While the Navistar situation seems bleak, officials point to workforce retraining as a spring board for unemployed workers to find mobility in the job market. Such programs at East Mississippi Community College are expected to play a large part in assisting workers rebound for other demanding industries, Golden Triangle Development Link CEO Joe Max Higgins said.
"At the end of the day, I don't think it gets any better than EMCC," he said. "They get in there, find out skillsets and weaknesses, and then get jobseekers built up so they're marketable for a variety of jobs."
"We're going to do our best (to assist workers). PACCAR is in hiring mode; there are a couple of others out there looking for skilled workers," Higgins added. "At the end of the day, these workers will get somewhere."
"Having toured the plant and seen their work, I know they're highly qualified, skilled workers," said Ron Maloney, Clay County's primary economic development representative with the Link. "I think they will have an easier time of finding new employment than other situations might have offered."
While the workers' futures after July 5 are uncertain, economic developers look to the incoming Yokohama investment as potential for former Navistar employees to find jobs.
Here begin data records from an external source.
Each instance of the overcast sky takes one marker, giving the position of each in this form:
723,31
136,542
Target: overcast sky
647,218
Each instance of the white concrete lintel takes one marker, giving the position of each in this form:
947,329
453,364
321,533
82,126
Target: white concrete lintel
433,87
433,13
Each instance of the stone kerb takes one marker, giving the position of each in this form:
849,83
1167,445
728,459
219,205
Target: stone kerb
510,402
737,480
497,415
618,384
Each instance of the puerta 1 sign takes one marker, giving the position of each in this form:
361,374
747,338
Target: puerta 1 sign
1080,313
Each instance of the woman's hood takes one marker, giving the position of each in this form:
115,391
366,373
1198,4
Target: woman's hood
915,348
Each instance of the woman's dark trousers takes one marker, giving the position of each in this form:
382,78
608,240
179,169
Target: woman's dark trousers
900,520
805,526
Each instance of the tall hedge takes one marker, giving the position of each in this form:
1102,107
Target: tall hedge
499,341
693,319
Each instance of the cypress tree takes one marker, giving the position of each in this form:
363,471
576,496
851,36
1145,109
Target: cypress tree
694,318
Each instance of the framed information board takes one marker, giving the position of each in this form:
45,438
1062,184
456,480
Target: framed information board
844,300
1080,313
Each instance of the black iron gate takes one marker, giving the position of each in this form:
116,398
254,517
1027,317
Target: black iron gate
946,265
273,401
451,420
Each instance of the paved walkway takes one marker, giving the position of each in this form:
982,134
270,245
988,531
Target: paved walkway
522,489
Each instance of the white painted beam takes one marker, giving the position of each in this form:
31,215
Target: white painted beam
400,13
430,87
The tire company's fourphase, $1.2 billion investment could create at least 2,000 jobs by 2023. Jobs are also expected to be created during construction efforts at the Prairie Belt Powersite.
The problem is unemployment relief isn't expected from the Yokohama project any time soon.
Construction on the first portion of the plant isn't expected to finish until 2015.
But industry losses remain seared in West Point and Clay County, an area affected by numerous closures in recent years. County unemployment numbers continuously remain among the state's highest. In April, the local jobless rate decreased to 17 percent, or approximately 1,260 unemployed workers.
Incoming Mayor Robbie Robinson said West Point residents will do what they've always done in the face of volatile economic times: remain resilient.
"Any time you lose an industry or one slows down, it produces a domino effect in our community. That's also 80 individuals and families affected, and I hate to see that for them," he said. "We're grateful that (Navistar) came along in the period they did and provided jobs, but I do regret this for those workers."
"We're remaining cautiously optimistic," West Point Chief Administrative Officer Randy Jones added.
"I wish we had a bunch of jobs open right now for them. Obviously if we have any resources come available (to assist Navistar workers find jobs), we'll be more than happy to assist."